KV-cache quantization

Storing the rollout KV cache in 8-bit (FP8) instead of 16-bit roughly halves its memory, leaving more room for longer contexts or a bigger batch. VLLMConfig exposes a bare kv_cache_dtype passthrough (forwarded verbatim to vllm.LLM(kv_cache_dtype=...)) for users on FP8-capable hardware (compute capability 8.9+, i.e. NVIDIA’s Ada Lovelace, Hopper, or Blackwell generations; “compute capability” is NVIDIA’s version number for a GPU’s feature set). AgileRL does not validate any value here; vLLM emits its own hardware errors / warnings.

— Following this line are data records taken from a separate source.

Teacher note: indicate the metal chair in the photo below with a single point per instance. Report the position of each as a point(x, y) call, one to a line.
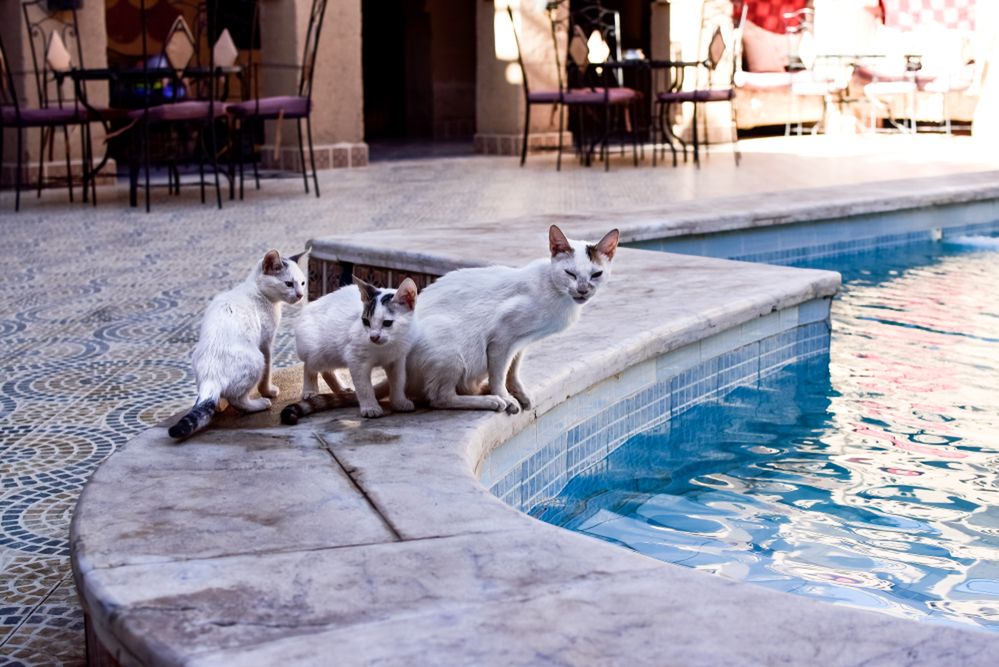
point(48, 36)
point(181, 48)
point(567, 96)
point(714, 15)
point(286, 107)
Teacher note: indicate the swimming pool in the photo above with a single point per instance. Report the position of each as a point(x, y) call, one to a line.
point(869, 477)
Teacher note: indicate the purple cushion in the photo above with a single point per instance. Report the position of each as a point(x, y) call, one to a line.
point(723, 95)
point(180, 111)
point(42, 117)
point(270, 107)
point(544, 97)
point(764, 80)
point(600, 95)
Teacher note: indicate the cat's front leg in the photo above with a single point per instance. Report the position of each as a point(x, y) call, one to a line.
point(360, 374)
point(266, 389)
point(499, 357)
point(514, 385)
point(397, 387)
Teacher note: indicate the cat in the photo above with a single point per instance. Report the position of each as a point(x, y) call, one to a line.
point(233, 353)
point(357, 327)
point(475, 324)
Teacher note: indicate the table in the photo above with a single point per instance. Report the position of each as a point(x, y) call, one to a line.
point(130, 77)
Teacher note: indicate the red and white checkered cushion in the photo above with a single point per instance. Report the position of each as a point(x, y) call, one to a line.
point(769, 14)
point(910, 14)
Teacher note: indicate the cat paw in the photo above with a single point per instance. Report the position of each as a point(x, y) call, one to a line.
point(372, 411)
point(403, 405)
point(523, 399)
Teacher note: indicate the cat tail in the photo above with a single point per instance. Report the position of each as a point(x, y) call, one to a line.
point(199, 416)
point(317, 403)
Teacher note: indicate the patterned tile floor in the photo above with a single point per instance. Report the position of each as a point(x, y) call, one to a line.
point(100, 307)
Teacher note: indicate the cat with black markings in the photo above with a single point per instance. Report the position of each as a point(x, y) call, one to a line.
point(233, 353)
point(358, 327)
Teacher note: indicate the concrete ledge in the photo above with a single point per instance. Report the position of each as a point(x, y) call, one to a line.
point(373, 540)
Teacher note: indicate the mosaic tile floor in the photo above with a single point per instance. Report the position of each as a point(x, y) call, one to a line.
point(100, 308)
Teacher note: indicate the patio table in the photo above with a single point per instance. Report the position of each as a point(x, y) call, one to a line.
point(131, 76)
point(646, 82)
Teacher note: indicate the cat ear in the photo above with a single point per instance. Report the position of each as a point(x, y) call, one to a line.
point(272, 263)
point(607, 246)
point(368, 292)
point(406, 294)
point(557, 242)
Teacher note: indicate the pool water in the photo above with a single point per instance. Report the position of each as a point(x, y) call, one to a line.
point(869, 477)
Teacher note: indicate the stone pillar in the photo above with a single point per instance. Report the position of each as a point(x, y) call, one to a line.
point(93, 37)
point(337, 92)
point(499, 91)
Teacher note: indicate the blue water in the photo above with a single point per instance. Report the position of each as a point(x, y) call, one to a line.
point(869, 477)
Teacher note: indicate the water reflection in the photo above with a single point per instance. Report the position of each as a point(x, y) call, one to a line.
point(866, 478)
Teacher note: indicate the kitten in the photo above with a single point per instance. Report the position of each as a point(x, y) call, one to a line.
point(357, 327)
point(476, 323)
point(233, 354)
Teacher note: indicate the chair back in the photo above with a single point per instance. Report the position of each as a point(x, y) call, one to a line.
point(554, 23)
point(311, 47)
point(594, 37)
point(720, 43)
point(8, 93)
point(184, 45)
point(54, 38)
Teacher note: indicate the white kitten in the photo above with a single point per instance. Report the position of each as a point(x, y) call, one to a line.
point(476, 323)
point(233, 354)
point(357, 327)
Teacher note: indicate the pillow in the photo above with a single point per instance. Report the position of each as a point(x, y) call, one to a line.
point(764, 51)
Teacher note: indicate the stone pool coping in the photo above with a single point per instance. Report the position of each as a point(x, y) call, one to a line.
point(678, 219)
point(374, 541)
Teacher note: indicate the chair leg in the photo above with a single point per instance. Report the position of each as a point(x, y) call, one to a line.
point(215, 162)
point(18, 169)
point(256, 166)
point(69, 163)
point(527, 129)
point(301, 155)
point(735, 135)
point(41, 158)
point(697, 149)
point(145, 156)
point(603, 144)
point(312, 154)
point(634, 132)
point(561, 125)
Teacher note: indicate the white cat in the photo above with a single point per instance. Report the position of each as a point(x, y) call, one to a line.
point(358, 327)
point(476, 323)
point(233, 354)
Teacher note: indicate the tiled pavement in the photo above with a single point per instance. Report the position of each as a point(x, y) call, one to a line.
point(100, 307)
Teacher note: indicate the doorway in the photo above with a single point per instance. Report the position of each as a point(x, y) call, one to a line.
point(418, 60)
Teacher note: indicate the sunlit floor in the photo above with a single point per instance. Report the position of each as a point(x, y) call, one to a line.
point(100, 305)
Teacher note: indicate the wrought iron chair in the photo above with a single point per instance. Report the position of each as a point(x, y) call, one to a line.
point(285, 107)
point(181, 48)
point(50, 56)
point(715, 15)
point(594, 38)
point(566, 96)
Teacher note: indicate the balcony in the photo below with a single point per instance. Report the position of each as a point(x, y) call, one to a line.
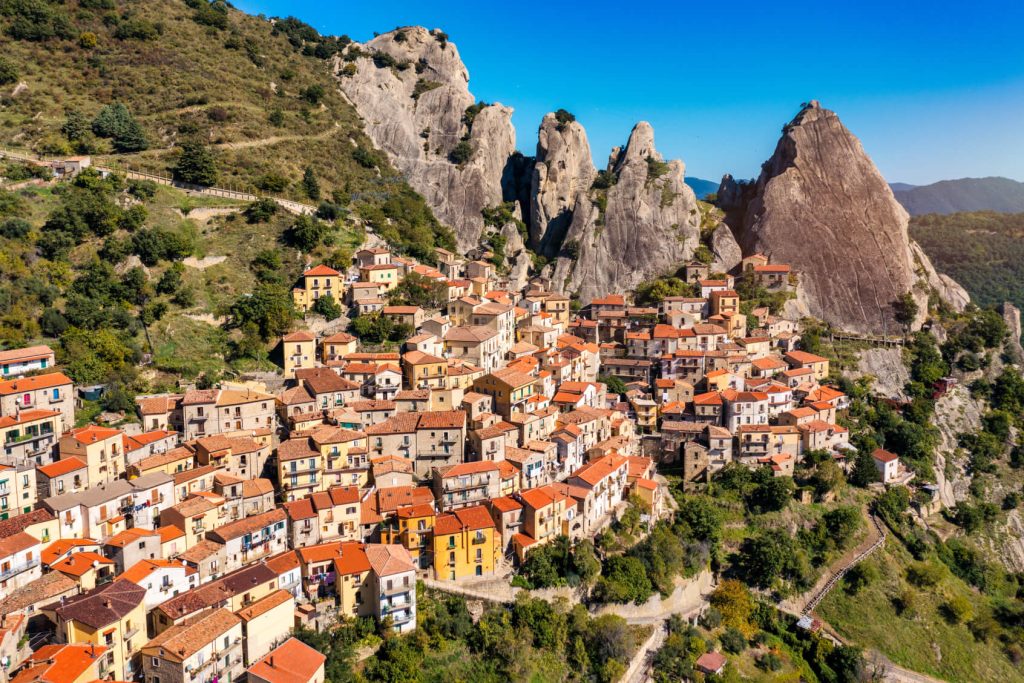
point(14, 570)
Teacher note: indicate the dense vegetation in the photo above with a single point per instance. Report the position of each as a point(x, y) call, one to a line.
point(209, 94)
point(982, 251)
point(531, 640)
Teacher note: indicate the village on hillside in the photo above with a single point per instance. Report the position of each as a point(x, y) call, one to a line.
point(199, 535)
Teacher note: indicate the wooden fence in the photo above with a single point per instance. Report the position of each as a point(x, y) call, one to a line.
point(225, 193)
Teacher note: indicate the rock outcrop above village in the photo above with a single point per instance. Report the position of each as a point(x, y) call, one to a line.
point(639, 222)
point(821, 206)
point(412, 90)
point(563, 169)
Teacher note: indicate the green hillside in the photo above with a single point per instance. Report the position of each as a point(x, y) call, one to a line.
point(108, 270)
point(983, 251)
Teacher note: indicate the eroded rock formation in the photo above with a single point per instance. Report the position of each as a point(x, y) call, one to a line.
point(412, 90)
point(562, 170)
point(821, 206)
point(645, 224)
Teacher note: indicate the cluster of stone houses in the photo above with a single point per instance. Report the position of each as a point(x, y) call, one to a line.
point(186, 546)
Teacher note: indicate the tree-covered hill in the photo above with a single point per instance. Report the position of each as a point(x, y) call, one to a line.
point(136, 83)
point(983, 251)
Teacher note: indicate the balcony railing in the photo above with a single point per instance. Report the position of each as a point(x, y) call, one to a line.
point(14, 570)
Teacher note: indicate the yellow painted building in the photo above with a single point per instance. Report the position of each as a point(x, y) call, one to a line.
point(100, 447)
point(299, 350)
point(386, 276)
point(413, 527)
point(423, 371)
point(318, 282)
point(112, 615)
point(465, 544)
point(510, 389)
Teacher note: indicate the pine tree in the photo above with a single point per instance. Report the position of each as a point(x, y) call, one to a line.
point(197, 164)
point(310, 184)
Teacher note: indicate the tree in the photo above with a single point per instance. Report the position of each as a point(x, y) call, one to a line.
point(309, 184)
point(625, 580)
point(197, 164)
point(859, 577)
point(268, 307)
point(905, 309)
point(614, 384)
point(417, 290)
point(306, 232)
point(733, 640)
point(116, 122)
point(772, 494)
point(735, 604)
point(461, 153)
point(261, 210)
point(328, 307)
point(7, 72)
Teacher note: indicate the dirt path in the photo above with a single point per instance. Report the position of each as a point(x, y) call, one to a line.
point(798, 604)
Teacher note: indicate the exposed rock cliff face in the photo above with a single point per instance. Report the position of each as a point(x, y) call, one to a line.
point(821, 206)
point(643, 225)
point(562, 170)
point(413, 103)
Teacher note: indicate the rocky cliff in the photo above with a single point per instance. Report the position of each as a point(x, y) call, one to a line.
point(821, 206)
point(412, 90)
point(641, 220)
point(563, 169)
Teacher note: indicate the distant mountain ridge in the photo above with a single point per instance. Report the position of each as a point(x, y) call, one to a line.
point(700, 186)
point(946, 197)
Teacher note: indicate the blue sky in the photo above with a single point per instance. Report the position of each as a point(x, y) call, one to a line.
point(935, 90)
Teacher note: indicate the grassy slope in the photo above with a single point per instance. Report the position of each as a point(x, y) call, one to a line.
point(926, 642)
point(183, 80)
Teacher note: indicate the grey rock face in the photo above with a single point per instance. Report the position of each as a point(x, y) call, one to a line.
point(644, 225)
point(822, 207)
point(1012, 315)
point(414, 112)
point(726, 250)
point(562, 170)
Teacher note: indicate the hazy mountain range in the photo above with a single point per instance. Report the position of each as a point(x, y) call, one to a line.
point(945, 197)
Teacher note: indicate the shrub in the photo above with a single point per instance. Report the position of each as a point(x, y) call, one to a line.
point(655, 168)
point(14, 228)
point(924, 574)
point(957, 609)
point(197, 164)
point(310, 185)
point(155, 245)
point(306, 233)
point(116, 122)
point(328, 307)
point(210, 13)
point(733, 641)
point(313, 93)
point(461, 153)
point(271, 182)
point(260, 211)
point(564, 119)
point(8, 74)
point(366, 158)
point(135, 29)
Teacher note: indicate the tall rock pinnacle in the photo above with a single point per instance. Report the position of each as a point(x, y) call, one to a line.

On A100 (Ampere, SM 8.0) leave kv_cache_dtype unset; the FP8 paths require Triton’s fp8e4nv dtype, which is not implemented on Ampere and the kernels fail to compile with errors such as fp8e4nv not supported.

Note

KV-cache quantization only affects the rollout KV pool; the trainer forward/backward pass does not use a persistent KV cache (with gradient checkpointing, use_cache=False is forced; the K/V tensors live transiently in the activation graph, where activation_offload is the relevant memory lever).

Putting it together

A typical memory-constrained QLoRA + colocated-vLLM setup on A100:

import torch
from peft import LoraConfig
from transformers import BitsAndBytesConfig

from agilerl.algorithms import GRPO
from agilerl.utils.algo_utils import VLLMConfig

# Trainer: 4-bit NF4 base + BF16 LoRA adapters (QLoRA).
quantization_config = BitsAndBytesConfig(
    load_in_4bit=True,
    bnb_4bit_quant_type="nf4",
    bnb_4bit_compute_dtype=torch.bfloat16,
    bnb_4bit_quant_storage=torch.bfloat16,
    bnb_4bit_use_double_quant=True,
)
lora_config = LoraConfig(
    r=16, lora_alpha=32, target_modules="all-linear",
    task_type="CAUSAL_LM", lora_dropout=0.05,
)

# Rollout: bnb-quantized vLLM engine, adapters synced each step.
vllm_config = VLLMConfig(
    gpu_memory_utilization=0.3,
    quantization="bitsandbytes",
    dtype="bfloat16",
    enable_lora=True,
    max_lora_rank=16,
)

agent = GRPO(
    ...,
    model_name="Qwen/Qwen2.5-7B-Instruct",
    lora_config=lora_config,
    quantization_config=quantization_config,
    use_vllm=True,
    vllm_config=vllm_config,
)

Here the base weights are quantized once on each side and frozen; only the BF16 LoRA adapters are trained and synced into vLLM every step.